System Design Fundamentals: CAP Theorem, Consistency, and Availability
Understanding distributed systems fundamentals is essential for any system design interview. These concepts explain the trade-offs behind every architectural decision. Expected knowledge at all FAANG/MANGA companies and any role involving distributed systems.
CAP Theorem
In a distributed system, you can only guarantee two of three properties simultaneously:
- Consistency (C): every read receives the most recent write or an error. All nodes see the same data at the same time.
- Availability (A): every request receives a response (not an error), but the response might not be the most recent data.
- Partition Tolerance (P): the system continues operating even when network messages are dropped between nodes.
Since network partitions are a reality in distributed systems, the real choice is between C and A during a partition:
- CP systems: HBase, Zookeeper, MongoDB (with majority write concern), Etcd. Return error when partition occurs rather than stale data.
- AP systems: Cassandra, CouchDB, DynamoDB, Riak. Return potentially stale data rather than error.
PACELC Model (Extension of CAP)
CAP only considers partition scenarios. PACELC also considers the normal case:
- If Partition: choose between Availability vs Consistency (like CAP)
- Else (normal operation): choose between Latency vs Consistency
DynamoDB: PA/EL – available on partition, low latency normally (eventual consistency). Spanner: PC/EC – consistent on partition, consistent normally (higher latency, uses TrueTime).
Consistency Models
Strong Consistency
After a write completes, all subsequent reads return the new value. Like a single-node database. Expensive: requires synchronous replication or consensus (Raft/Paxos). Used in: financial systems, configuration stores (Etcd/Zookeeper).
Eventual Consistency
If no new writes occur, all replicas will eventually converge to the same value. Reads may see stale data in the meantime. High availability and low latency. Used in: DNS, email, social media counters, shopping carts (Amazon Dynamo paper).
Causal Consistency
Operations that are causally related are seen in the same order by all nodes. If you write A then write B (B depends on A), all nodes see A before B. MongoDB 4.0+ multi-document sessions, Facebook Cassandra causal reads.
Read Your Own Writes
After a write, the same client always reads the new value. Others may still see old value. Implemented by: routing reads to the primary, using session affinity, or version vectors. Important for user experience (post a comment, immediately see it).
Replication Strategies
Single Leader (Master-Replica)
All writes go to leader, replicated to followers. Reads from followers (eventual consistency) or leader (strong consistency). Failover: promote a follower. Used by: PostgreSQL, MySQL, MongoDB. Simple but leader is a bottleneck.
Multi-Leader
Multiple nodes accept writes. Useful for multi-datacenter deployments (each DC has a leader). Conflict resolution needed (last-write-wins, vector clocks, CRDTs). Used by: CouchDB, Google Docs (CRDT).
Leaderless (Dynamo-style)
Any node accepts reads and writes. Quorum: write to W nodes, read from R nodes. If W + R > N (replication factor), reads see at least one up-to-date write. DynamoDB, Cassandra, Riak use this model.

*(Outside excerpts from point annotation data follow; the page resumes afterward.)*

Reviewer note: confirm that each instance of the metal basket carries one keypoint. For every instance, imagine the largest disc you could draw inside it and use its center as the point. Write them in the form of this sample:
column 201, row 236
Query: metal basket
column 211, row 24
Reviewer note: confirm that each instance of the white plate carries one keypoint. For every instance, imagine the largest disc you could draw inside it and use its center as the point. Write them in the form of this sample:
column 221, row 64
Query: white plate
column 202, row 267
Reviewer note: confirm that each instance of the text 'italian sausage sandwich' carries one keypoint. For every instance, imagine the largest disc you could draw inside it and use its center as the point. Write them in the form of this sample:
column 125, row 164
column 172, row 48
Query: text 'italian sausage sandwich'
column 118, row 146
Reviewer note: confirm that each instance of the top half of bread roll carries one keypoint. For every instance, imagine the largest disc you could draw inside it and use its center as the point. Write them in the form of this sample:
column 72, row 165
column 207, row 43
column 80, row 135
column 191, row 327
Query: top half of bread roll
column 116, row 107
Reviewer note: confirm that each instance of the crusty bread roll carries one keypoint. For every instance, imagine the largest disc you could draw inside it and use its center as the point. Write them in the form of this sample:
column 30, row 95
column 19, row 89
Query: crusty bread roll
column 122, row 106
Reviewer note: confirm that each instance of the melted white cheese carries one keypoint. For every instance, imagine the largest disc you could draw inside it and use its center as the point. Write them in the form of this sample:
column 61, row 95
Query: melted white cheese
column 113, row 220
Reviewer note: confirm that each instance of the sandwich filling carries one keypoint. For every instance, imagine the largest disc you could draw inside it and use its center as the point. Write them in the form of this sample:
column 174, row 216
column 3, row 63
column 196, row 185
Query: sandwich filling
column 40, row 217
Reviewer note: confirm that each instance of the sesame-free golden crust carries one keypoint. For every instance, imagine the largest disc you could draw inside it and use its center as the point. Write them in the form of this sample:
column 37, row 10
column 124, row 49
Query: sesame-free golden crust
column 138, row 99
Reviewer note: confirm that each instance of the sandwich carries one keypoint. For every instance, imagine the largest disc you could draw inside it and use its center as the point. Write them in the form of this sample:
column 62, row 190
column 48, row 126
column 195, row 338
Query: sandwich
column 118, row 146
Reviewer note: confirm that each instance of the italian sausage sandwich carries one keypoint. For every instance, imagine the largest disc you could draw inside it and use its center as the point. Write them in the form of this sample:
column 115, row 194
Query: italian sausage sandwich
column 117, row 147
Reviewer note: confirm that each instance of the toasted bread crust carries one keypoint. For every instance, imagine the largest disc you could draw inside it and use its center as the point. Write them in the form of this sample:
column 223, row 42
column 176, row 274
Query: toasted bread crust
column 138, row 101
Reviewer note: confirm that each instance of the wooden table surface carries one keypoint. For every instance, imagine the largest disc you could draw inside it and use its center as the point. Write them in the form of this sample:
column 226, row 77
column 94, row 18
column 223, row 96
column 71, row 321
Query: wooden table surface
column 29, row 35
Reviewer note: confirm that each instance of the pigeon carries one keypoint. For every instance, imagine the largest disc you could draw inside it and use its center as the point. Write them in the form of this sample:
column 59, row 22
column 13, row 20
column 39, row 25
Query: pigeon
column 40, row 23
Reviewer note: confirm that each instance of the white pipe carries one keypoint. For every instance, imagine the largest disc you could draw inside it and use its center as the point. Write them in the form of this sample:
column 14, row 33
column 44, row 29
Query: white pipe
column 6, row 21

N = replication factor (e.g., 3)
W = write quorum (e.g., 2)
R = read quorum (e.g., 2)
W + R > N ensures strong consistency
W = 1, R = 1: maximum availability, eventual consistency
ACID vs BASE
ACID (traditional databases)
- Atomicity: all-or-nothing transactions
- Consistency: data always satisfies integrity constraints
- Isolation: concurrent transactions do not interfere
- Durability: committed data survives failures
BASE (NoSQL systems)
- Basically Available: system is available even under failure
- Soft state: state may change without input (replication catching up)
- Eventual consistency: will become consistent given time
Consensus Algorithms
- Paxos: theoretical foundation. Hard to implement correctly. Used in Google Chubby, Apache Zookeeper (ZAB variant).
- Raft: designed for understandability. Leader election + log replication. Used in: Etcd, CockroachDB, TiKV, Consul. Most common in new systems.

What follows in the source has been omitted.